CHARLOTTETOWN, P.E.I. — The federal government is investing $318,000 over three years to the Atlantic Canada Water and Wastewater Association (ACWWA) for a climate change adaptation project in Atlantic Canada.
The project, Incorporating Climate Resilience for Municipal Infrastructure into the Updates of Existing Atlantic Canada Water and Wastewater Design Guidelines, involves incorporating climate change adaptation into design guidelines for municipal water and wastewater infrastructure in Atlantic Canada. It is expected that updated guidelines can be applied in other regions in Canada.
Valued at $645,000, the program will be funded through Natural Resources Canada’s Building Regional Adaptation Capacity and Expertise (BRACE) Program and also received support from the ACWWA, the governments of Prince Edward Island, New Brunswick, Nova Scotia and Newfoundland and Labrador, as well as the City of Charlottetown and Halifax Water.
Training for professionals such as public works and utility engineers, and consulting engineers will also be delivered to build their awareness of climate change adaptation and their capacity to put the guidelines into practice, indicates a release issued by natural resources Canada.

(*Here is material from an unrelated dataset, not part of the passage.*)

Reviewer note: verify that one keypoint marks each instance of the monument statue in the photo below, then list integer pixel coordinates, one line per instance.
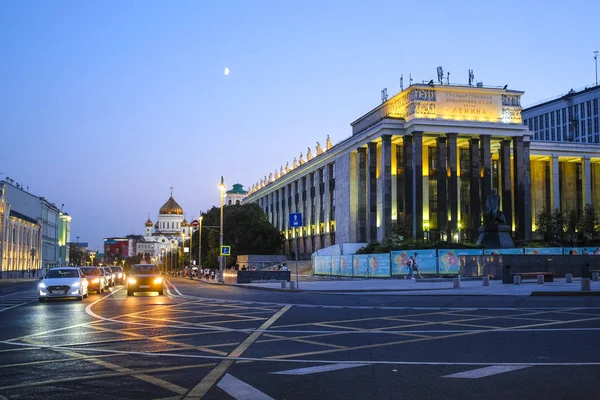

“New design guidelines and training opportunities will help us build our communities for the future. They will protect our ocean resources and support economic sectors like fishing, tourism and aquaculture. The project also supports regional collaboration. Atlantic Canada will be able to draw on the collective expertise, experience, and resources of its engineering professionals,” said Brad Trivers, minister of the environment, water and climate change, P.E.I., in a statement.